Secretary of State Mike Pompeo on Thursday urged allies to make up a shortfall in funding to defeat the Islamic State movement despite a budget crunch after the devastation of the coronavirus pandemic.
The United States and Italy led a meeting of 31 nations on fighting the extremists, held virtually due to precautions to stop the virus.
A US raid last year killed the group’s leader, Abu Bakr al-Baghdadi, shortly after President Donald Trump declared the group that once ruled vast swathes of Syria and Iraq had been defeated on the battlefield.
“That said, our fight against ISIS continues, and will for the foreseeable future. We cannot rest,” Pompeo told the conference. “We must continue to root out ISIS cells and networks and provide stabilization assistance to liberated areas in Iraq and Syria,” he said. “It’s true that the pandemic is putting enormous pressure on all of our budgets, but we urge your nations to pledge toward our goal of more than $700 million for 2020.”
The funding drive by the coalition, which seeks to bring stability to Iraq and Syria, has raised only $200 million this year as of May 26, a State Department spokesperson said.
The United States has pledged $50 million for northeastern Syria as well as $100 million in support for Iraq, whose new prime minister, Mustafa Kadhemi, has been welcomed by Washington.
The Islamic State group at its height carried out grisly mass executions and enslaved non-Muslims as it inspired attacks around the West.
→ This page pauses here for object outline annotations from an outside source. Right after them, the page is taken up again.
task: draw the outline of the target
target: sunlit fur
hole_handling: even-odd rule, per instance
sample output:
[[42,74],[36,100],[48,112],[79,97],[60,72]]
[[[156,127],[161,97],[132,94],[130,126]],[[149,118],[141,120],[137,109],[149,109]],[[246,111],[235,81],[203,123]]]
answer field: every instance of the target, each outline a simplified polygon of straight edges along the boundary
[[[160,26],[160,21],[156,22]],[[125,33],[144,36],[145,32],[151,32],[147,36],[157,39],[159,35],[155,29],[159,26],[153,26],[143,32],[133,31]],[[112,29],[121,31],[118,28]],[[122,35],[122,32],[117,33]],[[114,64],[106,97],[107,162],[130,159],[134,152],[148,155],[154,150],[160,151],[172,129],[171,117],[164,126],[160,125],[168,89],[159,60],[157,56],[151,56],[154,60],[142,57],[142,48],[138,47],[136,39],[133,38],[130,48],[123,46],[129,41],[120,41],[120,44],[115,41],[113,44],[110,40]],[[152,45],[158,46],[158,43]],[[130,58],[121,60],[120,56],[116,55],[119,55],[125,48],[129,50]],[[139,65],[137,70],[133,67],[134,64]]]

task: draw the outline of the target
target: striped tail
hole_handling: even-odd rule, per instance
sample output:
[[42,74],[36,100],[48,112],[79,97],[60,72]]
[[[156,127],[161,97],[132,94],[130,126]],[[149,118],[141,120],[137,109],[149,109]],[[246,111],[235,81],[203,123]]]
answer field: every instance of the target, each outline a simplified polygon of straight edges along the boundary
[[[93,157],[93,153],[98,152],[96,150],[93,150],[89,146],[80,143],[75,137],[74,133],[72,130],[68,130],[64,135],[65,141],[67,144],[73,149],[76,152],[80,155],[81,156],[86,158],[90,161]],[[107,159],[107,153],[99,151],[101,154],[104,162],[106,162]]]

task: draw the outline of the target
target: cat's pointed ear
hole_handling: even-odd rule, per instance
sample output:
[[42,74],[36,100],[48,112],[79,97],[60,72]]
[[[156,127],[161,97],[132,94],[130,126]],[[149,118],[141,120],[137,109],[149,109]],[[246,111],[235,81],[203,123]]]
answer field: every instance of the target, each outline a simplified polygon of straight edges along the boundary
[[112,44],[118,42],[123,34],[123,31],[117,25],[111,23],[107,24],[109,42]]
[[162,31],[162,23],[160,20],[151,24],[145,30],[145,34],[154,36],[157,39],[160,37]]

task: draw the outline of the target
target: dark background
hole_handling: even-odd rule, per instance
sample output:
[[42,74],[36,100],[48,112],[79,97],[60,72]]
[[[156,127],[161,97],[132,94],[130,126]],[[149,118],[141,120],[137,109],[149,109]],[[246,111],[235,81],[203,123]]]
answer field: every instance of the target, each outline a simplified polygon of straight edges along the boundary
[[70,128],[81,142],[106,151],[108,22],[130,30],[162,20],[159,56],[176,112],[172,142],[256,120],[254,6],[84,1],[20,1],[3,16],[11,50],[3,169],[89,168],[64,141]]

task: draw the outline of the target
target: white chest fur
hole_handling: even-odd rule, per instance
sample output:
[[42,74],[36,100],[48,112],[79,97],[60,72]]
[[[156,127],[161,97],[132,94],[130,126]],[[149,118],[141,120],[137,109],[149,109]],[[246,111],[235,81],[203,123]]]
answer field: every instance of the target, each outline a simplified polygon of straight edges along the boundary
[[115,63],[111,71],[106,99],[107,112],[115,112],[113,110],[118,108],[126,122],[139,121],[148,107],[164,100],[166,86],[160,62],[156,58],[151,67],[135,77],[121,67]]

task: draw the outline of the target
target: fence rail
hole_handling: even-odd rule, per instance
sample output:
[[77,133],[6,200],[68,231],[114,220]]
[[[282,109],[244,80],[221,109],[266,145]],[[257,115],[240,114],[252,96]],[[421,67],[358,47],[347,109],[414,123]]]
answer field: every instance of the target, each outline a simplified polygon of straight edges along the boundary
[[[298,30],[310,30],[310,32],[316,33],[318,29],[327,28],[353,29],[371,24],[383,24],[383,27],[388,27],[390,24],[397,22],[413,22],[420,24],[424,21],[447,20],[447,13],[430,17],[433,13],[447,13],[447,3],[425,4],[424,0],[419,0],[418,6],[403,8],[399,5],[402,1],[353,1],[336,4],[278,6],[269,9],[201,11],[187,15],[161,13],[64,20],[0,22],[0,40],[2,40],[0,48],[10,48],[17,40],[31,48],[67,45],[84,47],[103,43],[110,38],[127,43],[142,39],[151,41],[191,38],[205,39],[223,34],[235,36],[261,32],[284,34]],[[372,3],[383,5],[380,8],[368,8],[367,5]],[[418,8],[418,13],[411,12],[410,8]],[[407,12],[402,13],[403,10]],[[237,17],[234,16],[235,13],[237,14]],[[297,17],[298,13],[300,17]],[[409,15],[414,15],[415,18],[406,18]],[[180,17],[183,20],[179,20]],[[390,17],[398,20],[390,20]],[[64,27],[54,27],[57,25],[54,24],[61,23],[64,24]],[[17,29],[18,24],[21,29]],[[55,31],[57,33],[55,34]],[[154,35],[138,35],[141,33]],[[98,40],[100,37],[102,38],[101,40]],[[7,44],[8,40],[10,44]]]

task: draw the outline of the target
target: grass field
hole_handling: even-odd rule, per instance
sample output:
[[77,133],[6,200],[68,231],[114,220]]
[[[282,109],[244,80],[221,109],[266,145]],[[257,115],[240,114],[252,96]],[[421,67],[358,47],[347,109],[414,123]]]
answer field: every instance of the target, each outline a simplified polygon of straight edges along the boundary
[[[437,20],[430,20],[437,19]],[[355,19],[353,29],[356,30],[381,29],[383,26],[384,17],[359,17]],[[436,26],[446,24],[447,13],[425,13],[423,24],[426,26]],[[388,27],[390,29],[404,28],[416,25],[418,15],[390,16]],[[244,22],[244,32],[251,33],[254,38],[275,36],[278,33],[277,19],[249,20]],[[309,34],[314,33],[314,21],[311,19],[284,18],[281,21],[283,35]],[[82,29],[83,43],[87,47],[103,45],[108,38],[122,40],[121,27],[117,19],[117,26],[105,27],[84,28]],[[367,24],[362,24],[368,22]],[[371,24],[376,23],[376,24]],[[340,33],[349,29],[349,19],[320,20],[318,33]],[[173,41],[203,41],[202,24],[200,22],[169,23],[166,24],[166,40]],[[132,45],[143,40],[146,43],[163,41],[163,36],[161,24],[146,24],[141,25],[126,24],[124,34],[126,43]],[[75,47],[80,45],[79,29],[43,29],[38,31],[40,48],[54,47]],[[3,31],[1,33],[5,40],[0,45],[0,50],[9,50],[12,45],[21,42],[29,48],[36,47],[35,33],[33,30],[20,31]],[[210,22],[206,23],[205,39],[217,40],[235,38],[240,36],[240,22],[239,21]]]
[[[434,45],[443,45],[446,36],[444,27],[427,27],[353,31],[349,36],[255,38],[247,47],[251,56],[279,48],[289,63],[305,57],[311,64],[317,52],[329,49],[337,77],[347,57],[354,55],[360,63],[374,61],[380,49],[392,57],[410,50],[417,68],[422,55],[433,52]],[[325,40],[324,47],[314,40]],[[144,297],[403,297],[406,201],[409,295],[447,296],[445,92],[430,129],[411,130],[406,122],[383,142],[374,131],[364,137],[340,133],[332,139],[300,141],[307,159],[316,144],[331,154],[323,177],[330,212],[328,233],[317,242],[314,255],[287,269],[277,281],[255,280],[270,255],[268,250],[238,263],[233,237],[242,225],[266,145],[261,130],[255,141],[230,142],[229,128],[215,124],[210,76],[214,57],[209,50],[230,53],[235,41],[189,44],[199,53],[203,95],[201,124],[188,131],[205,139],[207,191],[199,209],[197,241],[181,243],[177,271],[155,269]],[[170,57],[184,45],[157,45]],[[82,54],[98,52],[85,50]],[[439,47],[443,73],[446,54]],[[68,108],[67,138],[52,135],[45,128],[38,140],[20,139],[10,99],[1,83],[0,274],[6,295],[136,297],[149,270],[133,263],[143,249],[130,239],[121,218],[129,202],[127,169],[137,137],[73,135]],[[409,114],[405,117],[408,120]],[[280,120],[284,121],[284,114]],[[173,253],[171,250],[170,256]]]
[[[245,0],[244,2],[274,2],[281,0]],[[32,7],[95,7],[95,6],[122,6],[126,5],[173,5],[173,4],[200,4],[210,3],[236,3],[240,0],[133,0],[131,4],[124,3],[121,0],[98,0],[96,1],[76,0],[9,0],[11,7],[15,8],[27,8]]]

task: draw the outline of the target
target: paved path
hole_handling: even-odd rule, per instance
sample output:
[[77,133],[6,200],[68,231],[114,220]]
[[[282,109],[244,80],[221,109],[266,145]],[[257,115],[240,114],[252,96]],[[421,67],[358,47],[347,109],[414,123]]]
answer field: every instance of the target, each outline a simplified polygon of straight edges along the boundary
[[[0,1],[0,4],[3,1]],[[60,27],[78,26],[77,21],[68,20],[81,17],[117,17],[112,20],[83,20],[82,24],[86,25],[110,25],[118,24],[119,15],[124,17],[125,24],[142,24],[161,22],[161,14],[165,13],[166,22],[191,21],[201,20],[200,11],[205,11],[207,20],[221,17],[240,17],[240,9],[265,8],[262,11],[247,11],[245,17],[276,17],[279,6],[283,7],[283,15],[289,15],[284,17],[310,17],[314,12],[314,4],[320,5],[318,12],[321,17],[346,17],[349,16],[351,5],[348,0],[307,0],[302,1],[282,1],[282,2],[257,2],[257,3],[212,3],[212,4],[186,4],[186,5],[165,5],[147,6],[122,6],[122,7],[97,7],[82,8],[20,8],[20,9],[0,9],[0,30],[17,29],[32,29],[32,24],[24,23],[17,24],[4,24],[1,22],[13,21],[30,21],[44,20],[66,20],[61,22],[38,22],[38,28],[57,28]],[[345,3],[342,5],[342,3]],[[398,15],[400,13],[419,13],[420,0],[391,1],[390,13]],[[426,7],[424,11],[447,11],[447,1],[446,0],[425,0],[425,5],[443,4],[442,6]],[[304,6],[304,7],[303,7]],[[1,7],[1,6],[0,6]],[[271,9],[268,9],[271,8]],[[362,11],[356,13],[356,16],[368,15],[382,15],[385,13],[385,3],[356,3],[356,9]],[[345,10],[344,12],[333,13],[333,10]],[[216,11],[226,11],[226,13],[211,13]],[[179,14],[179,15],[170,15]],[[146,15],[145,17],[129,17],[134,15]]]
Even as the extremists’ presence has dwindled in its former stronghold, alarm has grown over the Islamic State group’s influence in West Africa and Afghanistan.
The United States blamed the Islamic State group for a horrific attack last month at a maternity hospital in Kabul, saying the militants wanted to scuttle a nascent peace process between the Taliban and the Kabul government.